CAETANEANDO O QUE HÁ DE BOM
CAETANEANDO O QUE HÁ DE BOM
Marília L. Paixão
Olhou-se no espelho e sentiu-se ridícula. Engraçado como certas palavras incorporam a verdadeira idéia que as pessoas têm dela. Aquilo que ela estava vendo era o ridículo em pessoa: ela com a cabeça toda revirada de tinta. Tinta que nem sabia ao certo por onde tinha escorrido.

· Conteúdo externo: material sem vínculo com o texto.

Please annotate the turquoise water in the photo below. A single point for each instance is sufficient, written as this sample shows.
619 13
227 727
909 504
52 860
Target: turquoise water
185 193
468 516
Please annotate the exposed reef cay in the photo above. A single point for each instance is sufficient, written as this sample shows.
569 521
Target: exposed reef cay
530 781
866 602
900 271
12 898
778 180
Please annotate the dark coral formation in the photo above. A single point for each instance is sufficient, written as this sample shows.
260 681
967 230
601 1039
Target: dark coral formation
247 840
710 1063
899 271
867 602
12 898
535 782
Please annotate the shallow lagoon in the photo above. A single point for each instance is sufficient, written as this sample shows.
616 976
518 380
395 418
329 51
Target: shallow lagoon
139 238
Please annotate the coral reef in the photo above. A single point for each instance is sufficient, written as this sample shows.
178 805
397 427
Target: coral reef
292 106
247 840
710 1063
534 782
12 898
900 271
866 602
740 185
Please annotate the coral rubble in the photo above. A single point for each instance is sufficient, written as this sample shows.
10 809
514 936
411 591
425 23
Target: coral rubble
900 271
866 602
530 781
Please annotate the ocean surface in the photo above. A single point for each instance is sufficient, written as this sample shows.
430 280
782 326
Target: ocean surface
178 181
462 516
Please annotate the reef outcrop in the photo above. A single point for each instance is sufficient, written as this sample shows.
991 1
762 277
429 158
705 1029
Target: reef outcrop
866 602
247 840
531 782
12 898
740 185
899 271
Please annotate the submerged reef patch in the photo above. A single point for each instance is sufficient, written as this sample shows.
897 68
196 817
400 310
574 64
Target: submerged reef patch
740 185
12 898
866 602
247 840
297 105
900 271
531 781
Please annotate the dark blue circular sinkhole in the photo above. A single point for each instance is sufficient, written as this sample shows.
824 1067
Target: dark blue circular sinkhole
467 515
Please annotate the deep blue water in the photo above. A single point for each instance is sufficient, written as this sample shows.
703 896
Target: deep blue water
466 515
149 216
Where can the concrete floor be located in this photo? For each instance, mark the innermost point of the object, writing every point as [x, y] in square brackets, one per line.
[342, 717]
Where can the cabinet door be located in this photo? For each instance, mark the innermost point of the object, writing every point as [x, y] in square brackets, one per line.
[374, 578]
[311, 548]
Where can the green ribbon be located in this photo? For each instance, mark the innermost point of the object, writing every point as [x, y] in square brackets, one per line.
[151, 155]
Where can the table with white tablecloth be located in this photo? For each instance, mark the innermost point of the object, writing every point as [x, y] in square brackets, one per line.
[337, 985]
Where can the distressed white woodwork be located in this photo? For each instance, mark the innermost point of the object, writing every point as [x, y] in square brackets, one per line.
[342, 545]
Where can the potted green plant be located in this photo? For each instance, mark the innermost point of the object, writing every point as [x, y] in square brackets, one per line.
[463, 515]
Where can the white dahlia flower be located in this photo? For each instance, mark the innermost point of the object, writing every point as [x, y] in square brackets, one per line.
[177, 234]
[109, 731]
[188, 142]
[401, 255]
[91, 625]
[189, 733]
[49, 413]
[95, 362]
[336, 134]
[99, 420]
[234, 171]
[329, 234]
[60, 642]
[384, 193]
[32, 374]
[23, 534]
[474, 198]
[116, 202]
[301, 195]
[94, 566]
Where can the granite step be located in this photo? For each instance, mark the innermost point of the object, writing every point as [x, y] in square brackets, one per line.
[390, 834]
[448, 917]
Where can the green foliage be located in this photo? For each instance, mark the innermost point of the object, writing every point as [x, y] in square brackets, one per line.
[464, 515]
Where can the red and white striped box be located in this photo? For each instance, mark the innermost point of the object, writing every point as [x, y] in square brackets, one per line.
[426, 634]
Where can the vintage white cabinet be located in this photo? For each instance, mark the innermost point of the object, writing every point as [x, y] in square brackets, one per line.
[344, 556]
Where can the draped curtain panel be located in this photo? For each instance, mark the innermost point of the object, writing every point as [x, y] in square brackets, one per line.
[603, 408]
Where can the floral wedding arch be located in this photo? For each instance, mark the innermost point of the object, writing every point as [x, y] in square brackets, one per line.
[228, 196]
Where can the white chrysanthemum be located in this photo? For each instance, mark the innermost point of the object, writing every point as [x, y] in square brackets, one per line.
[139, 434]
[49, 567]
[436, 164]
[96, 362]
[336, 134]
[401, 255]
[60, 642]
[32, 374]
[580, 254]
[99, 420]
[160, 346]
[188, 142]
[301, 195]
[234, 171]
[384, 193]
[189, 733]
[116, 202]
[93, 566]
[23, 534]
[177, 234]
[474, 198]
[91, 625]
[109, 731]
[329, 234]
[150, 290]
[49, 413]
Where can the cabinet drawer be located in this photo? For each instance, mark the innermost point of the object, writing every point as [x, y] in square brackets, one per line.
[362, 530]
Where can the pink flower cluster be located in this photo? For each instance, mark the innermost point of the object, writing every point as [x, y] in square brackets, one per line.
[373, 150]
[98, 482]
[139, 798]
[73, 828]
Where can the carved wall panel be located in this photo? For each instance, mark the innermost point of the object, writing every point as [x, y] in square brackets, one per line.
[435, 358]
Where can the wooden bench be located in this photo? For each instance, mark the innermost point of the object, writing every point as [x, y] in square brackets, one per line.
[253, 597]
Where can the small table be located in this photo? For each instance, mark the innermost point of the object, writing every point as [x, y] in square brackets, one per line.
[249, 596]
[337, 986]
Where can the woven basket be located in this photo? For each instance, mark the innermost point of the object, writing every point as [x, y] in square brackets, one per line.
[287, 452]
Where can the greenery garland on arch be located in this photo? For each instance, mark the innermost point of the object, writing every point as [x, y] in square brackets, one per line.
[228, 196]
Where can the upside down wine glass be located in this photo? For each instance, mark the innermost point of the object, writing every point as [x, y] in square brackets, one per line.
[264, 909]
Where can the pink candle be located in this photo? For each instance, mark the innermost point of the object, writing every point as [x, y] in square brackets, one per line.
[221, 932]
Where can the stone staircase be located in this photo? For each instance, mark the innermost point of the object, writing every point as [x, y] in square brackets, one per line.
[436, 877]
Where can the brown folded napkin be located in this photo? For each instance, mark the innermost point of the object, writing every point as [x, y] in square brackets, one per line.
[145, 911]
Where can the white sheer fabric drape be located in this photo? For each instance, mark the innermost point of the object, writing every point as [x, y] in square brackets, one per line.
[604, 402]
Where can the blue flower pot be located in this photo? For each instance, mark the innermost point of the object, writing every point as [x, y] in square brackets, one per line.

Muitos anos atrás ela achava que ridículo era quem gostava de Roberto Carlos enquanto ouvia Caetano caminhando contra o vento sem lenço e sem documento num sol de quase dezembro, o outro se sentia o verdadeiro negro gato de arrepiar que depois se dizia amante à moda antiga. E os jovens se arrepiavam fazendo gozação com quem ouvia o cantor Roberto Carlos. Muitos diziam que ele era o cantor das empregadas domésticas.
Tantos anos tinham ido córregos abaixo e agora ela via no jornal o show anunciado: os dois cantariam lado a lado. Se tivesse acontecido naquela época ia pensar que o Caetano tinha ficado doido. A juventude era mesmo transviada.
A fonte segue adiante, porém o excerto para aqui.